In the case laid before the Federal Supreme Court (Bundesgerichtshof; BGH) the court primarily had to decide about the liability of the administrative contact of the domain dlg.de. However, in the obiter dictum, the court also held under which circumstances a foreign company is entitled to use a .de-domain.In general, the company – the same applies for any individual – first to register a domain can use this domain. Problems arise, if the domain name also is the name or company sign of an individual or a company and this individual/ company wants to use the domain for his/her own interest.

According to German law, the company/ individual bearing a name also is entitled to use this name as domain name and thus is entitled to register and use the respecitve domain. Exceptions are made, when two individuals/ companies bear the same. Then – according to the so called principles of the bearers of the same name (Recht der Gleichnamigen) – the rule “first come, first served” applies, meaning that whoever registered the domain first also is entitled to use the domain.

In the obiter dictum to the the case laid before the Federal Supreme Court (decision of December 13th 2012 – I ZR 150/11) the court now held, that the principles of the bearer of the same name also apply to foreign companies either, if their name or company sign is protected under German, or their name or company sign is protected under foreign law. In both cases, the foreign company is – without exception – entitled to use a generic top level domain such as .com, .org or .net. However, if the company’s name or sign is only protected according to foreign law (but not under German law), the company is only entitled to use a .de domain, if it can claim a legitimate interest in using this domain. Such an interest can for example be claimed, if German-language content is provided under the .de-domain.

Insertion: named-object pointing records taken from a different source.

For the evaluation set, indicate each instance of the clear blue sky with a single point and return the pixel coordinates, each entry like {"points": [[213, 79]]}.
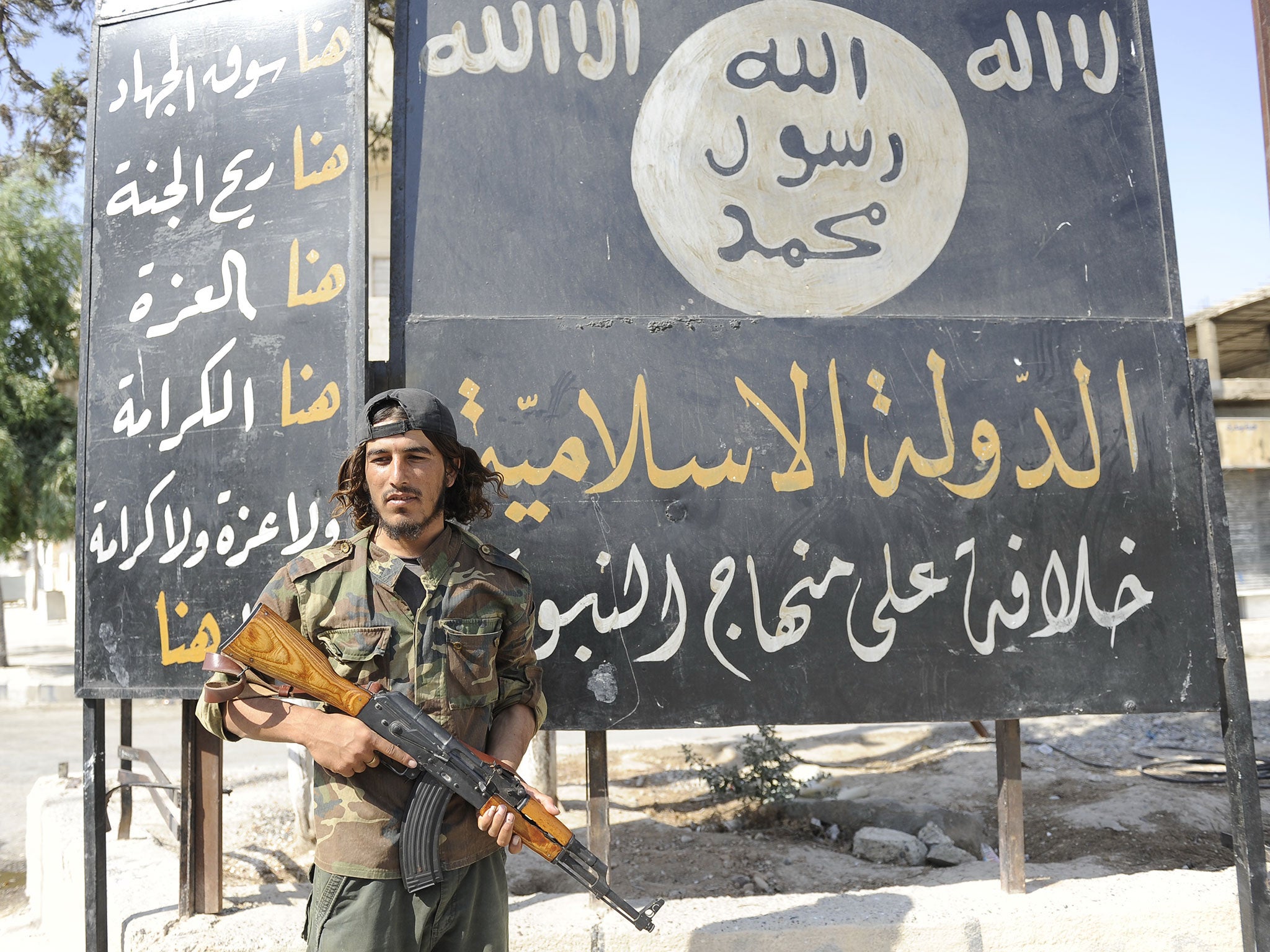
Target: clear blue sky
{"points": [[1206, 58]]}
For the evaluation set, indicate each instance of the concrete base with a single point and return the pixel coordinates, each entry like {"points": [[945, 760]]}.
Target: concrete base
{"points": [[55, 858], [1067, 907], [1145, 912]]}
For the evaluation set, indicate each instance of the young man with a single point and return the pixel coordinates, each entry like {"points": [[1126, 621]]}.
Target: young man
{"points": [[420, 606]]}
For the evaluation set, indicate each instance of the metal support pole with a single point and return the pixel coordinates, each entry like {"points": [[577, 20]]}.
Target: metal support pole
{"points": [[125, 764], [200, 816], [597, 799], [1010, 806], [1241, 767], [94, 826], [1206, 340], [543, 764], [1261, 30]]}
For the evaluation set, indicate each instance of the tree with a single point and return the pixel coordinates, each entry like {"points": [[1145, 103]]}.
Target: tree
{"points": [[51, 116], [40, 271]]}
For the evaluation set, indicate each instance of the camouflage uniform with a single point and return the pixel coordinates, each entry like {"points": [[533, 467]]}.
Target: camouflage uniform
{"points": [[455, 633]]}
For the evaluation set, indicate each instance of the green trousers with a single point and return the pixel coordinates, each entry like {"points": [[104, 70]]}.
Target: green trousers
{"points": [[466, 912]]}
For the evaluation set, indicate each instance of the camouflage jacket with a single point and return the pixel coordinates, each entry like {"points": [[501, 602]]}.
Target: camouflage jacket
{"points": [[454, 633]]}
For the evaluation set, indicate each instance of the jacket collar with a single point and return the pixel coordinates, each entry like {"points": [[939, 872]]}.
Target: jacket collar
{"points": [[436, 562]]}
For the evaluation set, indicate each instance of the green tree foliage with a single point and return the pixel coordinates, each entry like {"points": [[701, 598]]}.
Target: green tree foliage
{"points": [[40, 270], [765, 775], [47, 115]]}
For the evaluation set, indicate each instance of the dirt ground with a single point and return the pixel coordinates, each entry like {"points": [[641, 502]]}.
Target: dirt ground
{"points": [[670, 835]]}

Regarding the liability of the administrative contact, the BGH held that administrative contacts can generally not be held responsible when registering a large amount of domains and one of these domains infringes upon a third party’s rights. For an administrative contact to be held responsible according to the principle of liability for interference (Störerhaftung) facts of to indicate the risk of infringing a third party’s right by registering a certain domain.